Yes. Twenty-five years from now, will you be in a job that exists today? Twenty-five yeras from now, will you be in a job that utilizes exclusively knowledge and technologies that exist today? While I am concerned about the job you acquire when your education is complete, I am far more concerned that your education prepares you for lifelong learning and equips you with the capacities that allow you to emerge as a leader in your chosen field of work in a very rapidly changing world. A liberal arts education prepares you for just such opportunity. —Rock Jones, Ohio Wesleyan University

 

Yes. A liberal arts education is the best microscope for discovering how the important aspects of life and work are connected and interconnected. —Jake B. Schrum, Southwestern University

 

Yes. The breadth and depth of a liberal arts education prepares our graduates for leadership in their lives and their careers. —Pamela Fox,

 

You need to be prepared not just for your first job, but for your fifth job as well as your life. —Wendy Libby, Stetson University

 

Yes. In a rapidly changing and unpredictable employment environment, the more narrow the “training,” the shorter the shelf life. A liberal education prepares students to continue to learn and to make the connections across disciplines necessary for them to navigate the professional landscape they will face, not just upon graduation but across a 40-50-year professional life. —Philip A. Glotzbach, Skidmore College

 

Yes. Young people must acquire the habits and skills necessary for learning ideas, theories and facts that do not yet exist. No “professional” curriculum can do this so well as the arts and sciences. Moreover, arts and sciences graduates will have a significant advantage in understanding their roles in society and the cosmos. —Charles Edmondson, Alfred University

 

No. It should never be one or the other!

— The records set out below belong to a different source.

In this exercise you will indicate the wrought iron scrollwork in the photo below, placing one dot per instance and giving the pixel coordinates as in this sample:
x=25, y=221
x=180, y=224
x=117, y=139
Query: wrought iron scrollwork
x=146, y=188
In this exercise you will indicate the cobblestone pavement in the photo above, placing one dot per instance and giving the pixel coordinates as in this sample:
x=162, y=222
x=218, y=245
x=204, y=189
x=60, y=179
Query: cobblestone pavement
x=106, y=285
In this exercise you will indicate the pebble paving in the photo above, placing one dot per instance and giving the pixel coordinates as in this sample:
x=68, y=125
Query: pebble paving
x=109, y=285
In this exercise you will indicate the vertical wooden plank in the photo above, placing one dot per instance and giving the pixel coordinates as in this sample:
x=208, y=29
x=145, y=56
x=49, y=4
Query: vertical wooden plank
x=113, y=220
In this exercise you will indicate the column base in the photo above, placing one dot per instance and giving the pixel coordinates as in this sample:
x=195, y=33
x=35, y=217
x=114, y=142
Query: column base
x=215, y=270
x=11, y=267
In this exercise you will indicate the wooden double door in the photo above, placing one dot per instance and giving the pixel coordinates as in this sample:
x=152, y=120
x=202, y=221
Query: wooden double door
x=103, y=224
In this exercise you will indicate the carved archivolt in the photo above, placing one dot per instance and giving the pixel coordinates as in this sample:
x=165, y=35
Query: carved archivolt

That’s how small minds work. —John M. Dunn, Western Michigan University

 

Yes. The preparation employers want, and the best path to a life of contribution and meaning —Steve Thorsett, Willamette University

 

Yes. Breadth in life. Michael F. Adams, University of Georgia

 

Yes. A successful liberal arts education helps students develop the ability to think critically and express themselves clearly, both in writing and orally, while also developing a broad worldview and a passion for learning. These skills and propensities are all highly valued by many employers. Freeman Hrabowski, UMBC

 

Yes. They need an education that prepares them for their second and third jobs. The keys to being competitive for these upper level jobs are ability to think critically, reason persuasively, write clearly and understand the connectivity of multiple lines of questioning. These “skills” are what a strong liberal arts education gives one. James Muyskens, Queens College, City University of New York

Margaret Foster is associate editor of The American Scholar.